From the first pages of ‘Flight Behaviour’, Kingsolver depicts her main character, Dellarobia, as being very unhappy with her current life- with its rural poverty, mundane daily chores and uninspiring husband. It is only slowly, throughout the book, however, that we are given to know the circumstances that led Dellarobia to this place in her life. In highschool Dellarobia was hailed as a smart girl, with a bright future and college prospects. These plans were stopped short, though, when she became pregnant in the last year of highschool. With little other options or family support, she married the child’s father and assumed the farm-wife life that was set out for her. Munro’s main character, Del Jordan, similarly, was considered a bright girl, who was expected to go to college and ‘escape’ the country life. Her plans fell short when she became infatuated with a less than supportive boyfriend in her final highschool year and failed to gain a much needed scholarship to college.
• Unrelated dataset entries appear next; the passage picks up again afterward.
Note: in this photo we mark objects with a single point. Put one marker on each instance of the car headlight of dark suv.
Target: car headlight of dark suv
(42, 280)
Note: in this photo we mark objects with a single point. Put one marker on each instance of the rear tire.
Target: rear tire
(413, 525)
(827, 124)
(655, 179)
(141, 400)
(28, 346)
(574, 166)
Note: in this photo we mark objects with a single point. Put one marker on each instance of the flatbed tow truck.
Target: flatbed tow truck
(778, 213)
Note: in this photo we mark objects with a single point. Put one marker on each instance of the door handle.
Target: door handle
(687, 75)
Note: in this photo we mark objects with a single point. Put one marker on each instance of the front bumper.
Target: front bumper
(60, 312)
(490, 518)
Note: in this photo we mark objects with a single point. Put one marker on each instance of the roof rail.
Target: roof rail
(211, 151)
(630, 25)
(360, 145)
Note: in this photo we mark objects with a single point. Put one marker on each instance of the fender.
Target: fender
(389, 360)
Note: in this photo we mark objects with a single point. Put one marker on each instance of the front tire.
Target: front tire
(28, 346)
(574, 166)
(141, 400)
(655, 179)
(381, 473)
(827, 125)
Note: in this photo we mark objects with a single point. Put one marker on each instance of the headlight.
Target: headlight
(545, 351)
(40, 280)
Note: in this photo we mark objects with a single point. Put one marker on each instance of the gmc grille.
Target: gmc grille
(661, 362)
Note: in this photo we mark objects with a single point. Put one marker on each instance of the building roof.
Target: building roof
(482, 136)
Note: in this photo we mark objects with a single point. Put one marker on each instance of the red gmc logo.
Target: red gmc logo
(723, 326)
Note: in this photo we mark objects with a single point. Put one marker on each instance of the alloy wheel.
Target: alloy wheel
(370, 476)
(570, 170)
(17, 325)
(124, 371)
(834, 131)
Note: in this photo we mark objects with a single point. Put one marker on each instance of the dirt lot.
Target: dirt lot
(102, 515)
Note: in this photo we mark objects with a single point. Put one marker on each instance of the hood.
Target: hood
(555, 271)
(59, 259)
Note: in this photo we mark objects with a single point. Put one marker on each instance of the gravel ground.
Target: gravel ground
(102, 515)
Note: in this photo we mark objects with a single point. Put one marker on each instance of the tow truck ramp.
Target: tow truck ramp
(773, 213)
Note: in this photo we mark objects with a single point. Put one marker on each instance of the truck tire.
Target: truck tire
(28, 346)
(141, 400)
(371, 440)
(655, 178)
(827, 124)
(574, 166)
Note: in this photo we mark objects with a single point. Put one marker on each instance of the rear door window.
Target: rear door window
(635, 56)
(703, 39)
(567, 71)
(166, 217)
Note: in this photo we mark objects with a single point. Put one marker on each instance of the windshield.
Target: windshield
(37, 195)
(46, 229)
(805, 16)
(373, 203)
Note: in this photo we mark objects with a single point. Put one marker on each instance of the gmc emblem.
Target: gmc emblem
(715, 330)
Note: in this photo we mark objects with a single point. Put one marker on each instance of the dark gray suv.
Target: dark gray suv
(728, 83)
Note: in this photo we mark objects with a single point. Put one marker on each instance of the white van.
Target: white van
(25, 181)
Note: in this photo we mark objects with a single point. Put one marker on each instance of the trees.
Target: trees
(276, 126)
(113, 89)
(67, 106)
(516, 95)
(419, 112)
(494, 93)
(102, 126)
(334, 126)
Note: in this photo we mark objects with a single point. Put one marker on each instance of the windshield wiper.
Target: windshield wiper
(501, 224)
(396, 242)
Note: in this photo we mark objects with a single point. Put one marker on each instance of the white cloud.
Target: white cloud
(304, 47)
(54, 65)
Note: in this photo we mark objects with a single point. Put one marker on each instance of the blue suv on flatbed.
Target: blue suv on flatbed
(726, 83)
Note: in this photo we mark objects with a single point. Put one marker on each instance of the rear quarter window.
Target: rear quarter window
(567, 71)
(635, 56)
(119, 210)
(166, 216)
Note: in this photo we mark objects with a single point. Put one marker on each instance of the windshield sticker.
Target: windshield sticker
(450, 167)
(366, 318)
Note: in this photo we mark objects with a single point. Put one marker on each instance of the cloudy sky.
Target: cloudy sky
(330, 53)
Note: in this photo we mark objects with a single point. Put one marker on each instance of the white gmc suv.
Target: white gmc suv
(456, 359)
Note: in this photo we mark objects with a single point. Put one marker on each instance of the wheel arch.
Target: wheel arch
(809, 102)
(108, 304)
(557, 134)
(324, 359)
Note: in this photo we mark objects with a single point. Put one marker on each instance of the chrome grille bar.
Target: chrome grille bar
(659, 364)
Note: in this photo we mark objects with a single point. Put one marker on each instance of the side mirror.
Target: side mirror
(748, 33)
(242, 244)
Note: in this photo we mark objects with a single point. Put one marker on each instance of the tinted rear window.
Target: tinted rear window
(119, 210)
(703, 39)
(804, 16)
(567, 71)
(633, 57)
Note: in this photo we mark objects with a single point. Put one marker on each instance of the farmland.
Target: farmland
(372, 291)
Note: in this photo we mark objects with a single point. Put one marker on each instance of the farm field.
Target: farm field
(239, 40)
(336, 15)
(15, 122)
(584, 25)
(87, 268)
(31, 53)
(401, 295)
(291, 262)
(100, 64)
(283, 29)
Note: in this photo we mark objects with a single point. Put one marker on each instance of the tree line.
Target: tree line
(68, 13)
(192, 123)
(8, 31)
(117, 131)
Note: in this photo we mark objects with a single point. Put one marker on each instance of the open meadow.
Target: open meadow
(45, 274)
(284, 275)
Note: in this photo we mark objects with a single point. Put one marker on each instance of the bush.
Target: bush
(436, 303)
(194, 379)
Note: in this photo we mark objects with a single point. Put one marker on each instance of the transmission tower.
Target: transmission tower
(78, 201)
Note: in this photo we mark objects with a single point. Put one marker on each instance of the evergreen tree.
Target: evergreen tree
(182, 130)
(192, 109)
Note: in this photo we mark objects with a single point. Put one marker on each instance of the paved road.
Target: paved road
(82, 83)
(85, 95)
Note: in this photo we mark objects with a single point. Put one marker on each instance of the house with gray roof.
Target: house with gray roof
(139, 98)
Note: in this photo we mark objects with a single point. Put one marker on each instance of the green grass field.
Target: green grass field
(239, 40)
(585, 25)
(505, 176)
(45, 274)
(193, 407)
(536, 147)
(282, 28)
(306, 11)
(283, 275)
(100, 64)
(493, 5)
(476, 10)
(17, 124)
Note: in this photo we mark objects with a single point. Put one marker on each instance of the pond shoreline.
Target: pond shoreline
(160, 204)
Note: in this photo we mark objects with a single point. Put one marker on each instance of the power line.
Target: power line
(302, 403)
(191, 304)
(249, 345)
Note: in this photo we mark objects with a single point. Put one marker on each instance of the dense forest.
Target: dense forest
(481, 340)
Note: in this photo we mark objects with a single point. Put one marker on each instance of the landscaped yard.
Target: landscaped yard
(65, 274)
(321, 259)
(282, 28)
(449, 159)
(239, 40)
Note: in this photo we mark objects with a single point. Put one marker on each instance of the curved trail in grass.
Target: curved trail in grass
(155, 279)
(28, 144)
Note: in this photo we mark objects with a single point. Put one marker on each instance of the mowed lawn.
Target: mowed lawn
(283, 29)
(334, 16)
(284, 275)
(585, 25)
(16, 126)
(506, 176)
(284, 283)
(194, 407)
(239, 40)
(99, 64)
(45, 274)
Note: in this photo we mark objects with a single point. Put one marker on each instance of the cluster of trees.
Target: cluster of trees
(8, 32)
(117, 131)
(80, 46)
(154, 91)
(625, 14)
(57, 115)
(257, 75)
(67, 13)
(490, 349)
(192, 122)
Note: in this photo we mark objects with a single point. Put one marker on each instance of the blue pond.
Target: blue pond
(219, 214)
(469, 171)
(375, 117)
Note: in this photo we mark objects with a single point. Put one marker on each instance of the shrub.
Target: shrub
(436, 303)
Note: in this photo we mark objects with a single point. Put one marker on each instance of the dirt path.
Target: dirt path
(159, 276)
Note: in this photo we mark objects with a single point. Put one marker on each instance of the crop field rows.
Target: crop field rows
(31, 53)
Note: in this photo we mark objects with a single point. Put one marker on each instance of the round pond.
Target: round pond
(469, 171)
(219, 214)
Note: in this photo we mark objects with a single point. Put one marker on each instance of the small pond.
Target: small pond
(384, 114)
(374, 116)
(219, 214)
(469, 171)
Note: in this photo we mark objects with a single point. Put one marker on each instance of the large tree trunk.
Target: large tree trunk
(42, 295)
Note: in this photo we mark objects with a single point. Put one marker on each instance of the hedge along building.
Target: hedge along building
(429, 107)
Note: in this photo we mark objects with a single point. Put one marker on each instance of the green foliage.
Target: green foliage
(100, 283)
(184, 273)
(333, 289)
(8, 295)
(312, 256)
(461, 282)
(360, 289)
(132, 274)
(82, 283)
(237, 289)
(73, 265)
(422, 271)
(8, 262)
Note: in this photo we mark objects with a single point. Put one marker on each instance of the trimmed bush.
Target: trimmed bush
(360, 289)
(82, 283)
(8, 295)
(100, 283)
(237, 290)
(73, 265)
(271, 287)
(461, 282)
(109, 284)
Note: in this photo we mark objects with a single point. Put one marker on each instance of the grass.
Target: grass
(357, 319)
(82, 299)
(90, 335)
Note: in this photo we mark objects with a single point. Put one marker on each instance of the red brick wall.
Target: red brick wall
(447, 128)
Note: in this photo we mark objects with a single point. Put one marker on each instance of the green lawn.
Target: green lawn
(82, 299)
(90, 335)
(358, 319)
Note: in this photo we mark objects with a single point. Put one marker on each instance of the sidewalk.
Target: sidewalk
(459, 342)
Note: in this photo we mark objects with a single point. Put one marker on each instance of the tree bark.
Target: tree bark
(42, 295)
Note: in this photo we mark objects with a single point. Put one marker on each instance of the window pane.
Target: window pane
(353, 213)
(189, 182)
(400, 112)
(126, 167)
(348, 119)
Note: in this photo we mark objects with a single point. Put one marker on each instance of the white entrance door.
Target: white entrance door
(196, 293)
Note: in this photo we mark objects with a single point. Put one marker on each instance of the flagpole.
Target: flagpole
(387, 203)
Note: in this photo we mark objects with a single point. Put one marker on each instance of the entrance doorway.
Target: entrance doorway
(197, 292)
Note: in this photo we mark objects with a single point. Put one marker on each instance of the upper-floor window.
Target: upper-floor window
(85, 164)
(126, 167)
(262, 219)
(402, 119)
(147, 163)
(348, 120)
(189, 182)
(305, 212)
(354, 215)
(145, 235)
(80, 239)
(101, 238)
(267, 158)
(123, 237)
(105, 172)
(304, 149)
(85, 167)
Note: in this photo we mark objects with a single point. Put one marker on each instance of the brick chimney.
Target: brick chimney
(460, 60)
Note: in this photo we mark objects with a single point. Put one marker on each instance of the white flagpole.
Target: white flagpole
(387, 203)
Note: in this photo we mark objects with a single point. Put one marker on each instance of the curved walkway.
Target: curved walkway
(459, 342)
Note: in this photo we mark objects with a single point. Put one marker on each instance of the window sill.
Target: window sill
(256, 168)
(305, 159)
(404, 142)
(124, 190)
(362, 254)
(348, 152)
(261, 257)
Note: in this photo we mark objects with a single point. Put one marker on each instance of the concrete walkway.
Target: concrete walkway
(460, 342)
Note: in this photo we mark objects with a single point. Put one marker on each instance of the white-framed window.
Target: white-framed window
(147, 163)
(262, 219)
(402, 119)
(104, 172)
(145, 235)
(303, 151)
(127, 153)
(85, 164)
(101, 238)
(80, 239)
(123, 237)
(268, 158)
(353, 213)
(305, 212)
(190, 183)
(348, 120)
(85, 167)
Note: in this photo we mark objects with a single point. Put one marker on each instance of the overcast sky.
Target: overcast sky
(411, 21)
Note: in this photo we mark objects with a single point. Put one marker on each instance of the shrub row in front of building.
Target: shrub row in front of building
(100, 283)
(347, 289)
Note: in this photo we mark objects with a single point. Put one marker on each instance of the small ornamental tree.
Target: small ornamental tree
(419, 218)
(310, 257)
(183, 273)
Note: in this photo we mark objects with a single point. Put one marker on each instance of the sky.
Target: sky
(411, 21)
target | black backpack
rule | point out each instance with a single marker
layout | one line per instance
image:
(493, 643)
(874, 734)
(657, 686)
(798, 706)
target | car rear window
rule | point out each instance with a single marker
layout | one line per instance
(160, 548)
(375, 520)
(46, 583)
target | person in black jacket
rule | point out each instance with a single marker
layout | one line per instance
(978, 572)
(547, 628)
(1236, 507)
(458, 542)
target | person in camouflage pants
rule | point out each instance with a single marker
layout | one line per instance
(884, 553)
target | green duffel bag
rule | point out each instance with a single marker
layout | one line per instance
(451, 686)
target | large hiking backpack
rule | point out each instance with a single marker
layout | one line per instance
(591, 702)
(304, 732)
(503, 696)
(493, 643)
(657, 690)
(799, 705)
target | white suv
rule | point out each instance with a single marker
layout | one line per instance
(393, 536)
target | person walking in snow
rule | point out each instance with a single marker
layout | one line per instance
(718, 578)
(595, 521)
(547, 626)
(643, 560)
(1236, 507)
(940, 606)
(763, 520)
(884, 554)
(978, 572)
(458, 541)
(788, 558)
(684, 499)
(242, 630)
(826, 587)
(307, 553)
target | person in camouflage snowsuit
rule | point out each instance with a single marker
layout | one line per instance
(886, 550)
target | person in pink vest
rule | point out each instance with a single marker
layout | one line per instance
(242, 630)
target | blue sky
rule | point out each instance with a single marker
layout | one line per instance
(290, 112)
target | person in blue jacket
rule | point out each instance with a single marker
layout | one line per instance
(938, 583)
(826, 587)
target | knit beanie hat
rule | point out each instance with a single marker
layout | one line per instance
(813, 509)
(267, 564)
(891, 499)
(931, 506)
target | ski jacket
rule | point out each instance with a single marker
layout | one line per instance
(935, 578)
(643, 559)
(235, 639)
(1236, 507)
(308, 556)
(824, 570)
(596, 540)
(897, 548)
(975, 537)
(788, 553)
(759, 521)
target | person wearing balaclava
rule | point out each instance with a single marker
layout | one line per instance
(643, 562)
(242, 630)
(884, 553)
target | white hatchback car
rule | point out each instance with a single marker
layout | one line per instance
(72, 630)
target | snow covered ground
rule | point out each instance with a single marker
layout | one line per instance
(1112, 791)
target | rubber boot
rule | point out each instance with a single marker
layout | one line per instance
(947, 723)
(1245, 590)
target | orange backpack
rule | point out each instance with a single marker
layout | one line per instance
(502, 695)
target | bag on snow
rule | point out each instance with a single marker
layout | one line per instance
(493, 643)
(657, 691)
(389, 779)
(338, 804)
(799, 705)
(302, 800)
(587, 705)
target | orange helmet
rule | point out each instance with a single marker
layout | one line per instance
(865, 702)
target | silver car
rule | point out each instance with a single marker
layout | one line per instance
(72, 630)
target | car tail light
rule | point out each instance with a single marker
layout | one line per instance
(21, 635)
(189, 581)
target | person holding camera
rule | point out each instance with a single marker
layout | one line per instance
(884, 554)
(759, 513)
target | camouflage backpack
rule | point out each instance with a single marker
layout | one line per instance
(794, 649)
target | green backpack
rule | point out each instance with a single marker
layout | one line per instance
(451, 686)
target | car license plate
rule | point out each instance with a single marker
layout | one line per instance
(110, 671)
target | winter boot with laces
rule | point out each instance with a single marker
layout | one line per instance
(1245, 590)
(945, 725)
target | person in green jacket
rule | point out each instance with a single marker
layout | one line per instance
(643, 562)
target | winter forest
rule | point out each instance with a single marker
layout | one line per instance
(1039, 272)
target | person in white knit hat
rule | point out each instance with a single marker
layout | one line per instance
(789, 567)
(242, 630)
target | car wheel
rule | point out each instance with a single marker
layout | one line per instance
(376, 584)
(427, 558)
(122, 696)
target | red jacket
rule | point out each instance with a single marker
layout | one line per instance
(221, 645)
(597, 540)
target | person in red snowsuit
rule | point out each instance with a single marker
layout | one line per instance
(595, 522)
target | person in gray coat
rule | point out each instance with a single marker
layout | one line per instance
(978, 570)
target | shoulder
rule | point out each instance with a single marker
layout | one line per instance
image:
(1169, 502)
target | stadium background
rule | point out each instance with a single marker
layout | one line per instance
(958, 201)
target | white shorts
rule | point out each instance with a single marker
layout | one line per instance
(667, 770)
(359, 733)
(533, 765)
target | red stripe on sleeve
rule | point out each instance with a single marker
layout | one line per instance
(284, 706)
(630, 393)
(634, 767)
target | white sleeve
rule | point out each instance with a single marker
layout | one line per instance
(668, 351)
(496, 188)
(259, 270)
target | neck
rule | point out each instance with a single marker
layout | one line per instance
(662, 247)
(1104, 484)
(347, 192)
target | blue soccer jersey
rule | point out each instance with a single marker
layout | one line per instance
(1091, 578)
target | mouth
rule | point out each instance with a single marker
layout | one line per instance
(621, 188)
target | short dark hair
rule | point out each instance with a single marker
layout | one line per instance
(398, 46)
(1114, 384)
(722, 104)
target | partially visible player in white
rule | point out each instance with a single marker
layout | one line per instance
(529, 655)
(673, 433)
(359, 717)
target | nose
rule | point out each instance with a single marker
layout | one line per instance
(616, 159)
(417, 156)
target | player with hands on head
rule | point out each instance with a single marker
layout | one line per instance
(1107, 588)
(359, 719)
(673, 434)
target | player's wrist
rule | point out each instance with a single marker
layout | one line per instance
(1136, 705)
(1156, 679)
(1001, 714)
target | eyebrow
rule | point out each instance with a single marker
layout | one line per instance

The two main similarities between the lives of these two women (apart from their names) are, firstly, the limitations that poverty can place on life choices (eg the need for a scholarship to go to college for Del), and, secondly, the limitations that society’s expectations can place on the lives and roles of women. Despite being intelligent girls with college prospects, both Del Jordan and Dellarobia found their desired futures altered by their relationships with young men. For Dellarobia, pregnancy meant a quick marriage and an automatic assumption that college was no longer an option. For Del Jordan, the expectations of her boyfriend that she was the ‘right’ wife material (eg one who would naturally give up her study time to have lunch with his family etc) meant that she failed her scholarship exams.
While the influence of Del Jordan’s boyfriend’s expectations was certainly more subtle than the influence of family expectation for Dellarobia, both stories explore the way that education (and the future this can bring) is often assumed to be incompatible with the life of a ‘wife’. These two books, then, raise very interesting questions about the ways that society’s norms mould not only the lives of girls and women, but also their own resistance to these pressures. These are themes that, unfortunately, are not confined to small country towns in North America where these two books are set.